Stewart did it all, traversing across the country with the type of passion and emotion we just don’t see from the majority of the NASCAR garage anymore. He never hesitated to speak out; journalists, sometimes repulsed by him sniping at stupid questions, would still come running for a quote when they needed honesty. Even when you’re on the wrong side of Stewart’s gripes, you never lose respect; the kind, charitable side of the man often goes unreported. I don’t think he would have it any other way; giving under the radar but keeping that quiet allows his critics to go straight for the bullseye.[yop_poll id=”27″]
Perhaps at Homestead, Stewart will finally get his due. The Chase overshadows a lot but hopefully isn’t large enough to obscure his final drive.
Did You Notice? … Quick hits before we take off…
- Koda the Cheetah picking a NASCAR champion? Really?? Who thinks this stuff up? Like, who is actually employed and says, in the middle of the day, “You know what will bring our fans back? Finding a random cheetah in the zoo and asking him to pick our series champion!” Amazing.

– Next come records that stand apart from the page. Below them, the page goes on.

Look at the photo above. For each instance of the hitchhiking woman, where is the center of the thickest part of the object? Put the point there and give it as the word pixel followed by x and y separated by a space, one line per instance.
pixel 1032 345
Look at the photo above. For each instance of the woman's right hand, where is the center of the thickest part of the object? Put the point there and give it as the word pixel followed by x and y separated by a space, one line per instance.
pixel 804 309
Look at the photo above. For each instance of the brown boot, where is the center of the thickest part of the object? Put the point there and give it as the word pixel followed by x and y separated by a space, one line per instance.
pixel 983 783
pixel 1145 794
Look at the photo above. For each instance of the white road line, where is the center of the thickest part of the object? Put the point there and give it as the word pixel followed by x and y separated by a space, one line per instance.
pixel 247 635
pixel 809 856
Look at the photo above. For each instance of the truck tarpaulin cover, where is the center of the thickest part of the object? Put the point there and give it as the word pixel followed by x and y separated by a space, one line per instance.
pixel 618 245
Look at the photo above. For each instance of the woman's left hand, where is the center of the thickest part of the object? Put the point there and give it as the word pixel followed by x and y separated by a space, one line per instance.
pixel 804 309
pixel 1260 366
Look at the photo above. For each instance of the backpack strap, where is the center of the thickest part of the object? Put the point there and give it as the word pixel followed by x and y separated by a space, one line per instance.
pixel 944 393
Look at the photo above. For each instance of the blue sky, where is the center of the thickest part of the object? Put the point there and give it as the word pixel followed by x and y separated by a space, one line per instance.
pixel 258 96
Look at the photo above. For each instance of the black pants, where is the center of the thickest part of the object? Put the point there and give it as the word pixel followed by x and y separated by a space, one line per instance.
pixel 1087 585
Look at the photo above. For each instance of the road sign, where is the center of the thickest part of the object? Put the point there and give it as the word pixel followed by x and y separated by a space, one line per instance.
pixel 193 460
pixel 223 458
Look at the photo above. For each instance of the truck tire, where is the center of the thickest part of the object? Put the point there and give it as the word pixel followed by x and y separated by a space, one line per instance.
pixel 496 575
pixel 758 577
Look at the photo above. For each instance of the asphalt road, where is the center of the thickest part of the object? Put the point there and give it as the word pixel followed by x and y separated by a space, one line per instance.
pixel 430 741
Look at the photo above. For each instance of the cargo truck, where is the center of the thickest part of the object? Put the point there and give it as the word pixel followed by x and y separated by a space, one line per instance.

- Monster Energy is the latest rumor in the search for a company to assume the sport’s title sponsorship in 2017. At this point, it doesn’t matter if it’s them or the Loch Ness Monster — time to get a deal done. There’s been an exodus of sponsorship stage right in recent months (Dollar General, Albertson’s, Farmers Insurance, Thrivent Financial), and NASCAR needs to put its foot down with a public pronouncement that there are still companies out there willing to spend big money to be involved in its sport.
- Brian Scott’s retirement at age 28 opens the door for someone to sneak into a middle-class ride at Richard Petty Motorsports. The bigger problem is who’s in Ford’s development pipeline. Elliott Sadler is too old. Ryan Reed and Darrell Wallace, Jr. are tied to Roush Fenway Racing. Who does that leave as a potential replacement? And who would have the funding needed for the ride? Perhaps RPM will think outside the box? It’s always been aggressive in free agency but has never been able to land that big name.